Has anyone come across the company Airgead, or its directors. Im looking at investing in their ICO, but somewhat cautious as its such a new company.

 - Crypto Linked to Precious Metals.

Are there any standard checks i can do online, or any other steer?

Thanks.


----------



## Brendan Burgess (3 May 2018)

I wouldn't be at all worried about the fact that they don't tell us who is behind it. Sure no one knows who Satoshi is or even if he exists.  I wouldn't be worried about the fact that there is no physical address given.  If we want to challenge the corrupt system of money as we understand it, we must move away from old fashioned and self limiting ideas like identity and physical presence. 

My only concern would be their lack of ambition.


----------



## Negotiator (3 May 2018)

Absolutely no mention of the team behind it so for this reason alone I would avoid like the plague.

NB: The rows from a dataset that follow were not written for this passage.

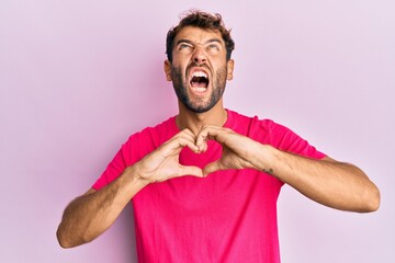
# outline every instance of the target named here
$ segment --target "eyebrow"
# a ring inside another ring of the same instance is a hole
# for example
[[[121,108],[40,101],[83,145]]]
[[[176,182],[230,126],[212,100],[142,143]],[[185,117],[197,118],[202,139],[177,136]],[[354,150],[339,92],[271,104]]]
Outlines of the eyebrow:
[[[177,42],[176,46],[180,45],[181,43],[188,43],[188,44],[191,44],[191,45],[194,45],[194,42],[190,41],[190,39],[184,39],[184,38],[181,38]],[[206,44],[210,44],[210,43],[219,43],[219,44],[223,44],[223,42],[219,39],[219,38],[211,38],[208,41],[206,41],[205,43],[203,43],[203,45],[206,45]]]

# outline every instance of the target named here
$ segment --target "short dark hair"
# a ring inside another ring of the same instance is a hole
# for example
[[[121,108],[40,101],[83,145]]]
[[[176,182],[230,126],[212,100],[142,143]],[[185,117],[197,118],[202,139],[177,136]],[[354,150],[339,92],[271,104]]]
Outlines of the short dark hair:
[[[226,47],[226,60],[230,59],[232,52],[235,49],[235,42],[230,37],[230,30],[225,27],[221,14],[206,13],[199,10],[191,10],[180,21],[177,26],[169,30],[166,37],[166,54],[169,61],[172,61],[172,49],[177,34],[185,26],[195,26],[203,30],[217,31],[221,33]]]

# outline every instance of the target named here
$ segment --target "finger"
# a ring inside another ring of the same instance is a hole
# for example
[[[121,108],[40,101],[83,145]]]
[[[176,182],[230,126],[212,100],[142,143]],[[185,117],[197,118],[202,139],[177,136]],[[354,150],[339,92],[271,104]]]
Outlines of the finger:
[[[211,125],[204,126],[196,136],[196,146],[203,148],[205,141],[207,141],[208,139],[215,139],[221,129],[222,127]]]
[[[170,156],[179,153],[184,147],[188,147],[195,152],[199,151],[199,147],[194,144],[194,141],[184,137],[173,137],[160,147],[160,151],[163,156]]]
[[[183,175],[193,175],[198,178],[203,178],[203,171],[199,167],[180,165],[180,172],[178,176],[183,176]]]
[[[210,173],[213,173],[213,172],[216,172],[219,170],[225,170],[225,169],[226,168],[224,168],[219,161],[211,162],[203,168],[203,176],[206,176]]]

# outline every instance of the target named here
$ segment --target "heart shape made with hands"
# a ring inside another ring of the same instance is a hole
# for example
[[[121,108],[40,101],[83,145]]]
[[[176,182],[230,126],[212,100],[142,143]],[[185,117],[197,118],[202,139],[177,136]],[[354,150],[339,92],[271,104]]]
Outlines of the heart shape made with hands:
[[[207,140],[215,140],[222,146],[218,160],[207,163],[203,169],[179,163],[183,148],[188,147],[195,153],[205,152]],[[256,159],[257,144],[224,127],[204,126],[198,135],[183,129],[139,161],[138,175],[149,182],[162,182],[183,175],[204,178],[219,170],[255,168],[249,159]]]
[[[251,167],[251,163],[246,161],[244,157],[244,153],[246,152],[246,142],[252,141],[248,137],[241,136],[232,129],[216,126],[205,126],[196,136],[188,129],[182,133],[184,134],[181,135],[181,138],[187,139],[187,141],[184,141],[185,144],[180,144],[180,146],[189,147],[195,153],[205,152],[207,150],[207,140],[215,140],[223,148],[222,156],[218,160],[207,163],[201,169],[203,176],[219,170],[245,169]]]

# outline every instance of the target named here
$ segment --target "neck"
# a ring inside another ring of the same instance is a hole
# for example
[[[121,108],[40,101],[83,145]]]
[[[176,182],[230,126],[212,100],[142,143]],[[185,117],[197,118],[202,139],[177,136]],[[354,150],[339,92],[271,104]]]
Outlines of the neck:
[[[204,113],[192,112],[179,101],[179,111],[180,113],[176,117],[179,129],[188,128],[195,135],[198,135],[205,125],[222,127],[227,121],[227,112],[223,106],[222,100],[219,100],[213,108]]]

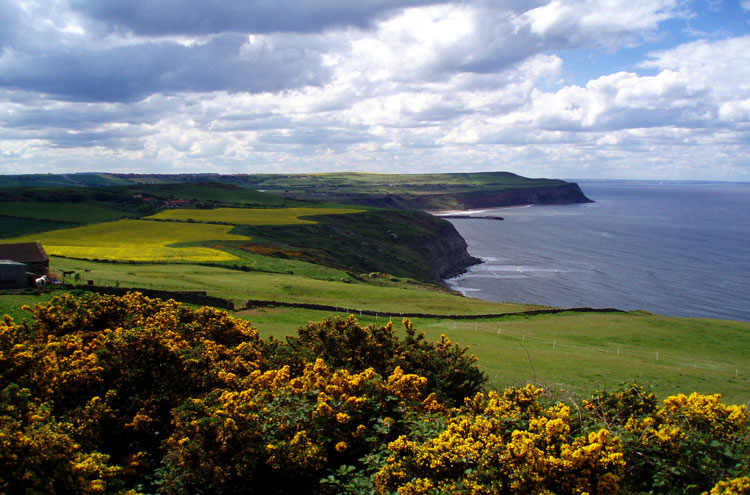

Nothing on Github is another massive read flag not to mention that their Whitepaper is very basic. Not even a mention of what company is behind the project.

From doing a very quick bit of digging on the CRO it appears there are 3 guys involved with a 50%, 40% and 10% steak and their company was only incorporated a few months ago. The 10% steak guy is based in the UK and their offices are based in a mickey mouse office pod in Montrose, Ballsbridge. 

Avoid avoid avoid in my opinion!


----------



## Leo (3 May 2018)

Hold on, the problems of trading in precious metals is the time constraints, costs & bureaucracy of buying/selling them in physical form. You don't trust the market for whatever reason so you give some randomers you know nothing about your money and they deal with all those constrains on your behalf to buy them for you? But you never own them or have any rights over them...

Their model of supposedly centralising the buying/selling and storage of precious metals is somehow a decentralisation. Zero storage and zero insurance fees suggest that no one is really buying or storing these metals. 

Owning precious metals should be 'hugely rewarding'? Really?


----------